You could get a huge Oscar in there, that'd be pretty sweet.


----------



## jasert39 (May 1, 2003)

hold on... so i could get a jack dempsey or a oscar in my 75 with 5 rbp? I have been looking for something else to add. Do you think that these fish will work?


----------



## Innes (Jan 13, 2003)

I wouldn't reccomend an oscar - chances are that it would end up on the menu.

I reccomend cheap fish like neon tetras and danios - well anything really that you don't care if it gets eaten, also silver dollers sometimes do well with RBPs.


----------



## piranha45 (Apr 8, 2003)

jasert39 said:


> hold on... so i could get a jack dempsey or a oscar in my 75 with 5 rbp? I have been looking for something else to add. Do you think that these fish will work?


 xenon kept an oscar with his rbp's some months back, the oscar never recieved a bite from them.

Personally though, I would still opt for a dempsey or green terror anyway


----------



## FISHYFISHY (May 19, 2003)

I have a Jack and a huge otiger oscar with my rbp's and their was problems at first. The oscar got his tail nipped at a lot, but it is fine now! And the Jack runs the tank, he is the most aggressive so far, but that will change in a little while.


----------



## Innes (Jan 13, 2003)

FISHYFISHY said:


> I have a Jack and a huge otiger oscar with my rbp's and their was problems at first. The oscar got his tail nipped at a lot, but it is fine now! And the Jack runs the tank, he is the most aggressive so far, but that will change in a little while.
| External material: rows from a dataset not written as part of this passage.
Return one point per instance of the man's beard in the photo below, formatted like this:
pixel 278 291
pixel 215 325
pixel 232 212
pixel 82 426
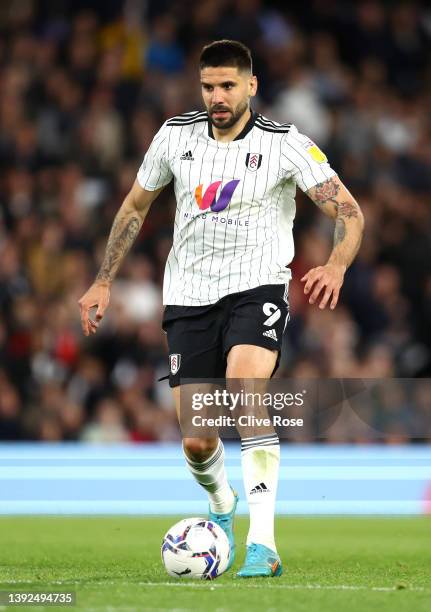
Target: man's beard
pixel 225 124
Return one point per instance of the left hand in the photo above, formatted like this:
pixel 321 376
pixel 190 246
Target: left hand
pixel 330 278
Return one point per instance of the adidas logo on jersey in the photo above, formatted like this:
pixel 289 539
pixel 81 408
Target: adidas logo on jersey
pixel 260 488
pixel 271 334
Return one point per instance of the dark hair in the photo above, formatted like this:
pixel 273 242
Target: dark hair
pixel 226 53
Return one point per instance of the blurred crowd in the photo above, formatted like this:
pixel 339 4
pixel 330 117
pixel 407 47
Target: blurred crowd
pixel 84 86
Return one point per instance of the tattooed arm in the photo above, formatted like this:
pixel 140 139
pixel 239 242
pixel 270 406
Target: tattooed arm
pixel 337 202
pixel 125 228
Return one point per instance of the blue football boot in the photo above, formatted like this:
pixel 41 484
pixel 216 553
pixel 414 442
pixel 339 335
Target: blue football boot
pixel 260 561
pixel 225 521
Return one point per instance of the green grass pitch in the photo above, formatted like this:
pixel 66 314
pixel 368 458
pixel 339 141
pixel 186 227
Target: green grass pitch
pixel 331 564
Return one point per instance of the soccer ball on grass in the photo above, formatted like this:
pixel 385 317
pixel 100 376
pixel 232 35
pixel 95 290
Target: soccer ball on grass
pixel 195 548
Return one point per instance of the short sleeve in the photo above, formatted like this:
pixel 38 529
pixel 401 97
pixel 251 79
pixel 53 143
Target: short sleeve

 I believe it, as I had a severum with my piranhas, but one dat the piranhas will have a bit and it may or may not cause serious damage, but if it doesn't you should consider yourself lucky and move the cichlids


----------



## piranha45 (Apr 8, 2003)

FISHYFISHY said:


> the Jack runs the tank, he is the most aggressive so far, but that will change in a little while.


 OR SO YOU THINK, as I said.


----------